The Mokykla magazine (1909-1913) published a number of articles criticizing the czarist school for the prevalence of scholastic teaching methods, disregard to children’s innate characteristics, suspension and distortion of their development. A child’s mental development was frequently treated as a spontaneous “disclosure” of innate rudiments. Some authors failed to liberate themselves from the effect of biological evolutionism and cultural historicism.

A different attitude towards a child’s mental development raised objections on pedagogical issues. Supporters of children’s spontaneous mental development (Jakučionis, Palukaitis, Skabeika, etc.) stressed that teaching must develop a child’s abilities, independence of one’s thinking so that a teenager going into life could find proper objects of knowledge and goals of activity. Vydūnas, A. Busilas, I. Širvydas, etc., despite recognizing the independence of a child’s solutions and actions during teaching, at the same time also stressed the role of scientific knowledge for general mental development. Busilas solved this contraposition by highlighting the importance of students’ activeness in the education process. Without such activeness, neither formal, nor material education may give noticeable results. No one, however, raised an issue about how in principle it is wrong to oppose the acquisition of knowledge against the development of mental abilities.
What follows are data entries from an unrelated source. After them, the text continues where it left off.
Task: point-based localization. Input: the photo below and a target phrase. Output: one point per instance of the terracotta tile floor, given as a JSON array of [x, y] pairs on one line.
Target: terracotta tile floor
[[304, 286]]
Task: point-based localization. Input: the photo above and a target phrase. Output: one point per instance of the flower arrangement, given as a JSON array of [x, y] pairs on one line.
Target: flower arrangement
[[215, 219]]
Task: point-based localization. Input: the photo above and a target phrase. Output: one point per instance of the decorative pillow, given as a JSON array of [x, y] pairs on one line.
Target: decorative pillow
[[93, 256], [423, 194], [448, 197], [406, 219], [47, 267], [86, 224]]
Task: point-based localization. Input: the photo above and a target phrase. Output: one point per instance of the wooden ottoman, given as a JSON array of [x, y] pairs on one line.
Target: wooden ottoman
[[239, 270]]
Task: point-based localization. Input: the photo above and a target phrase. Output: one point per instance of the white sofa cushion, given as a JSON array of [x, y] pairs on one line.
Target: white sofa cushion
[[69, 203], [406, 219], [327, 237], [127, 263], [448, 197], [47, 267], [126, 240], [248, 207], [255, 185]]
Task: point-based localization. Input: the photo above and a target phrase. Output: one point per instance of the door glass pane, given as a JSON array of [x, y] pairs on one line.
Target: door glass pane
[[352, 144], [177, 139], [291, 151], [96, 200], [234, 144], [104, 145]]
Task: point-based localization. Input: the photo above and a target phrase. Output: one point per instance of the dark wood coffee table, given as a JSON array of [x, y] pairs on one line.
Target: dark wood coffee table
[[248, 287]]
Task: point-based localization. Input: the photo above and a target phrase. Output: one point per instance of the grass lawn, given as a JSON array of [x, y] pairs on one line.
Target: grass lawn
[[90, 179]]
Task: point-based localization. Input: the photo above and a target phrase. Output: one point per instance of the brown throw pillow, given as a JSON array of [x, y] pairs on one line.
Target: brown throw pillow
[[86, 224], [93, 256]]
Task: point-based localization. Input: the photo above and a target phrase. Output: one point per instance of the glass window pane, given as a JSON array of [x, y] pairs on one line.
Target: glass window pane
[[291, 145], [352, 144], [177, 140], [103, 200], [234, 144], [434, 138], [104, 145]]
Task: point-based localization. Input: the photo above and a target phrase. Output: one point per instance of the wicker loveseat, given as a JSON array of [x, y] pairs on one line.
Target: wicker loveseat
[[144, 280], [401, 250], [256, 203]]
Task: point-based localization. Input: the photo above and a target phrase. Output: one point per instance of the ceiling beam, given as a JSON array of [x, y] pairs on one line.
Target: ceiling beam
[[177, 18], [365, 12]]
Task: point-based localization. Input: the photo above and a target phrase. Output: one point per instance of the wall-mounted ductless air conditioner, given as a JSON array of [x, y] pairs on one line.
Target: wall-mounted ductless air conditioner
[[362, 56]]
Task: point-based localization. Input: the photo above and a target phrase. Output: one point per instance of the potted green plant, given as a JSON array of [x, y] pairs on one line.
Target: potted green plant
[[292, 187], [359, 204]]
The demand that education must the meet the needs of children’s nature, age peculiarities had a positive effect on the preparation of textbooks for Lithuanian schools, as well as for solving issues of readings for children. Jakučionis, Palukaitis, Skabeika, etc. take an important place in developing a psychological and pedagogical thought in Lithuania in the early 20th century, because they sharply criticized the czarist Russia, raised a thought on the singularity of a child’s mental life and disclosed some laws of one’s mental development, spread scientific knowledge on experimental pedagogy and psychology. Their demand to harmonize education with the child’s psychic nature prompted teachers to better understand child psychology and sometimes to study it independently.